Am Montag trafen sich Verwandte Grübers, Zeitzeugen und Interessierte im Berliner "Centrum Judaicum", um des deutschen Geistlichen zu gedenken. Eingeladen hatte die Gesellschaft für christlich-jüdische Zusammenarbeit anlässlich der Berliner Woche der Brüderlichkeit. Der Journalist Klaus Bölling, der den Eichmann-Prozess als Korrespondent begleitet, und Walter Sylten, dessen Vater Werner mit Grüber zusammengearbeitet hatte, erklärten, wie sie das Gerichtsverfahren erlebten und was nach 50 Jahren von Grüber und Eichmann geblieben ist. "Bekannt wie ein bunter Hund" sei Grüber nach dem Prozess in Israel gewesen, sagte Sylten. "Eine Lichtgestalt" nannte ihn Bölling. Denn Grüber präsentierte der israelischen Öffentlichkeit erstmals, dass es auch andere Deutsche gegeben hat, dass nicht jeder den Holocaust befürwortete. Dennoch erinnerte sich Bölling: "Wir Journalisten trugen die deutsche Schuld mit nach Jerusalem." Er habe sich als Deutscher in Israel seinerzeit sehr unwohl gefühlt.

"Eine Bresche für das deutsch-israelische Verhältnis"

So mag es auch Grüber gegangen sein, sagte er doch nach dem Prozess in einem Interview: "Ich hätte es nicht ertragen können, wenn ich nicht die Kraft des Heiligen Geistes in mir gehabt hätte." Mit seinem Auftritt habe Grüber die deutsch-israelischen Beziehungen nachhaltig verbessert, waren sich Bölling und Sylten einig. Und einen weiteren Nebeneffekt habe der Eichmann-Prozess laut Sylten gehabt: "Plötzlich berichteten deutsche Journalisten über Israel." Das habe es zuvor nicht gegeben und habe die Tourismusbranche des kleinen Landes wohl beeinflusst.
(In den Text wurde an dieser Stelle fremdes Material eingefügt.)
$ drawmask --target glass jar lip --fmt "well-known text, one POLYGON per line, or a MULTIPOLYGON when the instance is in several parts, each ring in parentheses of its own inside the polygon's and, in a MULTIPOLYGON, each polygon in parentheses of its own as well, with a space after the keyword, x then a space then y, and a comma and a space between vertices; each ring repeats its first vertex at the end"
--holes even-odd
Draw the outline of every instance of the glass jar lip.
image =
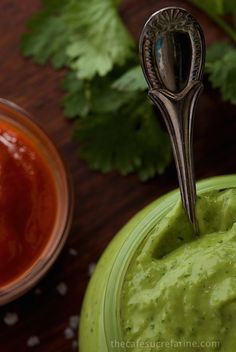
MULTIPOLYGON (((197 192, 204 193, 214 189, 227 189, 236 187, 236 174, 222 175, 207 178, 197 182, 197 192)), ((179 190, 176 189, 161 196, 141 212, 136 214, 131 222, 134 222, 133 230, 123 242, 114 259, 104 294, 103 324, 107 343, 107 350, 120 351, 117 344, 111 345, 111 341, 122 341, 122 330, 120 325, 120 297, 123 280, 129 264, 145 238, 145 234, 156 225, 156 223, 167 214, 171 208, 180 200, 179 190), (140 219, 136 221, 135 219, 140 219)), ((125 349, 124 349, 125 351, 125 349)))
MULTIPOLYGON (((45 131, 33 121, 32 116, 15 103, 0 98, 0 120, 5 119, 20 130, 33 136, 42 145, 42 156, 46 162, 54 161, 50 167, 51 175, 57 190, 57 202, 60 205, 61 217, 57 214, 54 232, 47 245, 35 262, 25 272, 5 286, 0 287, 0 306, 22 296, 48 272, 60 254, 69 234, 73 210, 74 192, 70 174, 57 147, 45 131), (47 155, 47 157, 46 157, 47 155), (59 188, 60 187, 60 192, 59 188), (61 203, 61 204, 59 204, 61 203)), ((40 148, 37 148, 40 152, 40 148)), ((58 210, 58 212, 59 212, 58 210)))

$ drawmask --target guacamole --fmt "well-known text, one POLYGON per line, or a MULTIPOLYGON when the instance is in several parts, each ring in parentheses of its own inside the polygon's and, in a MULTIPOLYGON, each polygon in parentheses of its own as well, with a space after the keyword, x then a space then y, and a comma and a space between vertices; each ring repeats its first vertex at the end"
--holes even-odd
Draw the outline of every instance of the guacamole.
POLYGON ((126 273, 128 351, 236 350, 236 189, 197 201, 200 235, 181 203, 144 239, 126 273))

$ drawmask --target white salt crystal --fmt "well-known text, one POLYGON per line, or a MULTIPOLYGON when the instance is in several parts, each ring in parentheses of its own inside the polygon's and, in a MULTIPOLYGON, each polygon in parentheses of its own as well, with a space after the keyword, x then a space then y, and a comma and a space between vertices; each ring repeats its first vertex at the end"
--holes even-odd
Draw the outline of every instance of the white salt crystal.
POLYGON ((38 336, 31 336, 27 340, 28 347, 36 347, 36 346, 39 346, 39 344, 40 344, 40 340, 39 340, 38 336))
POLYGON ((42 290, 40 288, 36 288, 34 293, 37 295, 37 296, 40 296, 42 294, 42 290))
POLYGON ((60 282, 57 285, 57 291, 59 292, 59 294, 61 296, 65 296, 67 294, 68 287, 67 287, 67 285, 64 282, 60 282))
POLYGON ((90 263, 88 267, 88 274, 92 276, 96 268, 96 263, 90 263))
POLYGON ((19 318, 16 313, 7 313, 3 318, 3 321, 8 326, 13 326, 18 322, 19 318))
POLYGON ((78 255, 78 252, 74 248, 69 249, 69 254, 72 255, 72 257, 76 257, 78 255))
POLYGON ((71 328, 66 328, 64 330, 64 335, 67 340, 71 340, 75 336, 75 333, 71 328))
POLYGON ((76 340, 72 341, 72 350, 78 349, 78 342, 76 340))
POLYGON ((79 325, 79 316, 78 315, 72 315, 69 318, 69 325, 72 329, 76 330, 79 325))

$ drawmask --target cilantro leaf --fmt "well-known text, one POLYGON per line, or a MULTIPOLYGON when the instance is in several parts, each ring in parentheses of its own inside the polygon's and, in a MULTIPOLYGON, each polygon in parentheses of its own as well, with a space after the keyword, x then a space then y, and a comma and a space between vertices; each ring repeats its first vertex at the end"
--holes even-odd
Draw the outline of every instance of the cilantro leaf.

So hätten der Prozess und Grüber "eine Bresche für das deutsch-israelische Verhältnis geschlagen".

Lediglich was die Beurteilung der Person Eichmann durch das israelische Gericht angeht, ist Bölling 50 Jahre nach dem Prozess skeptisch. Eichmanmn sei nicht die Bestie gewesen, als die er wahrgenommen worden sei, findet er, "ohne die Rolle des Nazis verharmlosen zu wollen". "Er war die Personifikation des skrupellosen Befehlsempfängers", sagte Bölling. Nicht als führende Figur, sondern als "ein Rädchen, das sich gedreht hat", verstehe er seine Rolle im Nachhinein. "Kadavergehorsam" nannte Sylten diese Lebensweise. Eichmann habe als Nazi-Beamter nicht die Pflicht gehabt, zu denken – nur die, zu folgen.